Translocator Protein in Mitochondrial Cholesterol Transport and the Pharmacology of Steroidogenesis

Abstract

Steroidogenesis begins with the transfer of cholesterol from intracellular stores into mitochondria through a complex formed of cytosolic proteins, such as the steroidogenesis acute regulatory protein and 14-3-3 adaptor, and outer mitochondrial membrane proteins Translocator Protein (TSPO) and Voltage Dependent Anion Channel (VDAC). TSPO is an evolutionary conserved 18-kDa high affinity drug- and cholesterol- binding protein expressed in high levels in steroid synthesizing cells. Aberrant expression of TSPO has been linked to cancer, neurodegeneration, neuropsychiatric disorders and primary hypogonadism.
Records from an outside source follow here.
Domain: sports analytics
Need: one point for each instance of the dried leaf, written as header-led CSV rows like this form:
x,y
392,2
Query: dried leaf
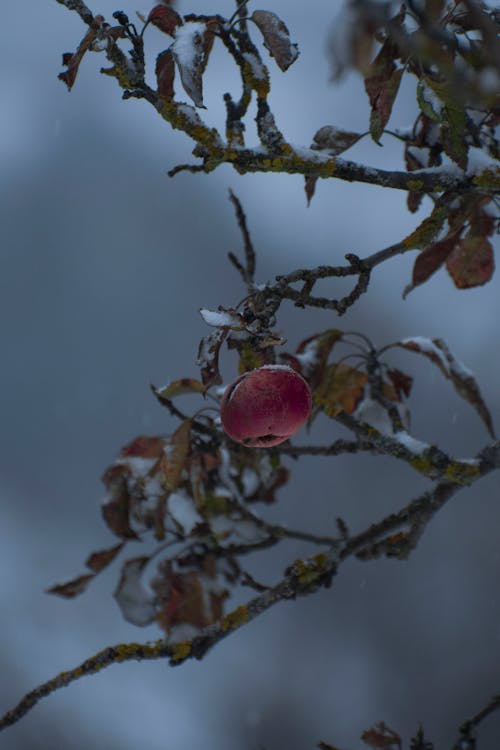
x,y
97,561
180,388
402,383
137,603
191,48
471,263
165,74
223,318
173,461
382,85
72,61
430,260
382,737
144,447
313,353
191,597
115,509
165,18
462,378
335,140
276,38
341,389
72,588
310,186
208,357
413,200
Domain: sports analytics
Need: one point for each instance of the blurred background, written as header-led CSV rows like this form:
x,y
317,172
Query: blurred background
x,y
105,262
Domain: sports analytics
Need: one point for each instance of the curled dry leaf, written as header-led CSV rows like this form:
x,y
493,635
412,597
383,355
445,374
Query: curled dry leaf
x,y
191,595
208,357
165,74
180,388
116,506
72,60
276,38
310,186
382,737
341,389
312,354
137,603
471,263
382,85
165,18
191,49
97,561
71,588
335,140
430,260
437,351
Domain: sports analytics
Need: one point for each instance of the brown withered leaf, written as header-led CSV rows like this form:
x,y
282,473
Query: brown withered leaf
x,y
173,461
276,38
313,353
115,510
341,389
310,186
413,200
381,736
97,561
180,388
190,597
165,74
191,48
402,383
430,260
144,446
437,351
165,18
382,85
208,357
471,263
72,588
136,602
72,60
334,140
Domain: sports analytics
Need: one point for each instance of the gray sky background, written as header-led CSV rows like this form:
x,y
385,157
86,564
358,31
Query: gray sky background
x,y
104,264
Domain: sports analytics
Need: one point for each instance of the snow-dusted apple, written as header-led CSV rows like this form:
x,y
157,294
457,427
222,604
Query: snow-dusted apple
x,y
264,407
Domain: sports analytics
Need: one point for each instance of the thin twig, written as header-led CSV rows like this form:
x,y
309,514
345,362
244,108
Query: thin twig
x,y
247,240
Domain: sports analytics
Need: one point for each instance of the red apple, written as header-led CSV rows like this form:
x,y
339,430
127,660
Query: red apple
x,y
264,407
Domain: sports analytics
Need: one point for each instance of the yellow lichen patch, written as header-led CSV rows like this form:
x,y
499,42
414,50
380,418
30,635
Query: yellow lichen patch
x,y
180,651
423,465
489,178
427,230
126,651
462,473
308,571
415,185
235,619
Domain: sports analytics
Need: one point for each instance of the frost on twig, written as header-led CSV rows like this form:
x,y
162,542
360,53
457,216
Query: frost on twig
x,y
455,118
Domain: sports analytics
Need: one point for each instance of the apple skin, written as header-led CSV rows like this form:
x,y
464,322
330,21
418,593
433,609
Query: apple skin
x,y
264,407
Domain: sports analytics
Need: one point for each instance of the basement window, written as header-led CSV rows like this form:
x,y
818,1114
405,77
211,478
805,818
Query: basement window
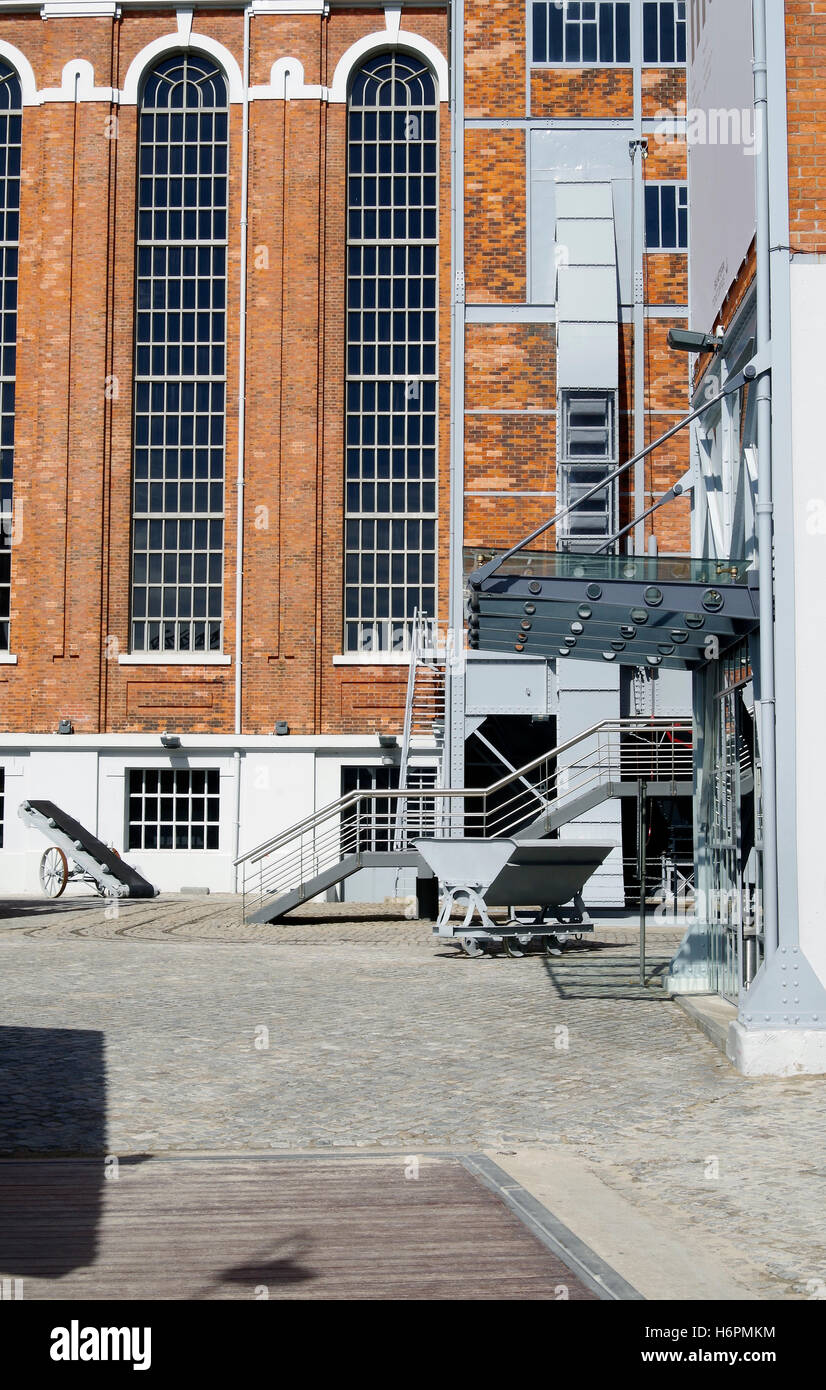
x,y
173,808
666,217
580,34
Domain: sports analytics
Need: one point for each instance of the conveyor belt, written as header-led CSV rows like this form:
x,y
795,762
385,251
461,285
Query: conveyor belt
x,y
81,845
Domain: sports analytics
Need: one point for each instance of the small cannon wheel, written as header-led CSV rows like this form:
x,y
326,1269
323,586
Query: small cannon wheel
x,y
53,872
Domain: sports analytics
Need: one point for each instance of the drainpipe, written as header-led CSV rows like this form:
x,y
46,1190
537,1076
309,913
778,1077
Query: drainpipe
x,y
765,505
241,423
454,756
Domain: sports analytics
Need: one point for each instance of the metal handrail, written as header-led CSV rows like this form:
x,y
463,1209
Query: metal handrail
x,y
613,726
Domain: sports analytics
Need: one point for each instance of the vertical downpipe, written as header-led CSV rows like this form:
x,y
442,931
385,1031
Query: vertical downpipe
x,y
765,503
455,652
241,426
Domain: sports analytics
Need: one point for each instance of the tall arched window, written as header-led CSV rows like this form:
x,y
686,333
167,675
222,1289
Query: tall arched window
x,y
10,138
180,359
391,363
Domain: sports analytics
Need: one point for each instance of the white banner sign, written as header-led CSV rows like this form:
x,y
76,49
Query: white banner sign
x,y
722,145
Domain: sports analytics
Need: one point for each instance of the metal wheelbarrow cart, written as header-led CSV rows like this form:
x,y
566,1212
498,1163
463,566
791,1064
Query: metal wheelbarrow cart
x,y
538,875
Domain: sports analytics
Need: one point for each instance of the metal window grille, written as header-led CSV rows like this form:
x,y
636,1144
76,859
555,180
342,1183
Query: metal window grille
x,y
391,352
579,32
666,217
663,32
587,453
180,359
10,152
173,808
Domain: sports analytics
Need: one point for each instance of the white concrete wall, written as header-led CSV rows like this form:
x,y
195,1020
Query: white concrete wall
x,y
808,317
282,780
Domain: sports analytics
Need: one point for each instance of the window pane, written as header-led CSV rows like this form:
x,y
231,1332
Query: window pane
x,y
10,150
391,352
180,355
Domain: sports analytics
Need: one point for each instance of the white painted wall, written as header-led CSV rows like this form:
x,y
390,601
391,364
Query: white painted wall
x,y
282,780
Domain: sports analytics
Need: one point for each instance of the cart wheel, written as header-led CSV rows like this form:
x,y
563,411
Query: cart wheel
x,y
53,872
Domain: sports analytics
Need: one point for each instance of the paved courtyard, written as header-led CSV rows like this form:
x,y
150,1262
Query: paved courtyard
x,y
175,1029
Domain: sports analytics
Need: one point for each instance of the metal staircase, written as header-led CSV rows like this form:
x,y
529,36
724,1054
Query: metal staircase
x,y
424,709
369,829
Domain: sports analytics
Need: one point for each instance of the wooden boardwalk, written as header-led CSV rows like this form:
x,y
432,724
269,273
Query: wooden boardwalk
x,y
278,1228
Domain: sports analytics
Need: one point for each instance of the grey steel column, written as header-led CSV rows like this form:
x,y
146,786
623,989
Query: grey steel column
x,y
638,253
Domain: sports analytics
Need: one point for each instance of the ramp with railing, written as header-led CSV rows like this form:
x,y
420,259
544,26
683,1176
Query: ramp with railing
x,y
369,829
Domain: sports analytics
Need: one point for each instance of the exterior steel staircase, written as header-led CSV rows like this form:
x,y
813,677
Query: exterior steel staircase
x,y
367,829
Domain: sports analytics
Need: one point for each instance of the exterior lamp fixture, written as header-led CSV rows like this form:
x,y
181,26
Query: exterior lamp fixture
x,y
683,339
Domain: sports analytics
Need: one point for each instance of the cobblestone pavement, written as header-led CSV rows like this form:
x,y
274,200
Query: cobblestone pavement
x,y
352,1029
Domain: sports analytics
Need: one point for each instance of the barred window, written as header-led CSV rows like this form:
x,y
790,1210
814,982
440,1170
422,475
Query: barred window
x,y
391,352
173,808
666,217
663,32
580,32
180,359
10,152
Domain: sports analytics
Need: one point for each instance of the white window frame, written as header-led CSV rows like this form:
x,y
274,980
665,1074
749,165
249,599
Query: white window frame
x,y
679,21
188,795
577,63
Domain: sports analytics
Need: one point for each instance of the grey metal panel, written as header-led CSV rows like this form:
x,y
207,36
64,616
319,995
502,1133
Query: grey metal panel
x,y
586,154
590,242
587,356
517,687
587,293
584,198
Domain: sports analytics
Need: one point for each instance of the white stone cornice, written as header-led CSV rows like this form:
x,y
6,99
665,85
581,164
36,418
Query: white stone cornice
x,y
391,38
79,10
174,43
24,70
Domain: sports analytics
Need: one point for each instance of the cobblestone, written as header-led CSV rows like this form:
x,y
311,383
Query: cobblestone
x,y
381,1037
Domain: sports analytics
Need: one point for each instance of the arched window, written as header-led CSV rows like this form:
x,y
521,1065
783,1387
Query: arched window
x,y
10,142
391,359
180,359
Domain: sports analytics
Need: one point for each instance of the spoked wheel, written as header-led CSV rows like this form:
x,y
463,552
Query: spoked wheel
x,y
53,872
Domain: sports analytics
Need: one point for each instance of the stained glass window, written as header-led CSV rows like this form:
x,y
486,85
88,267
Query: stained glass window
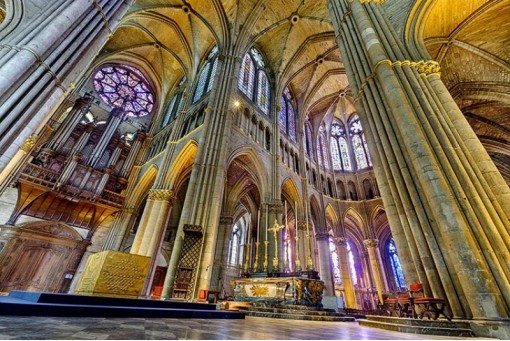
x,y
350,257
263,92
334,258
359,152
335,154
323,148
247,76
125,87
395,265
235,241
308,141
282,115
287,116
359,144
206,79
TSPO drug ligands have been proposed as therapeutic and monitoring agents for these diseases. In the brain, steroids are local regulators of neural development and excitability. Changes in neurosteroid levels are linked to neuropsychiatric and neurological disorders such as depression, anxiety and neurodegeneration. Local administration of neurosteroids is unfeasible, and treatment of patients with large amounts of neuroactive steroids unsafe. In the testis, reduced serum testosterone (T) is common among subfertile and infertile young men as well as aging men and is often associated with depression, metabolic syndrome, and reduced sexual function. Although T-replacement therapy has been the treatment of choice, there are numerous side-effects. Thus, there is a clear need for developing repair therapies that restore the brain's and testis’ abilities to make steroids. In vitro and in vivo studies, using animal models of disease, demonstrated that TSPO drug ligands increased neurosteroid production in neuropsychiatric disorders and T formation in hypogonadism. Moreover, peptides conjugated to 14-3-3e site of interaction with VDAC1 blocked 14-3-3e-VDAC1 and increased VDAC1-TSPO interactions in testis inducing T formation. In contrast, in constitutively steroid producing Leydig and adrenal cell tumors blocking TSPO function inhibits excessive steroid synthesis. TSPO and VDAC were identified as valid drug targets that control steroid formation both in vitro and in vivo.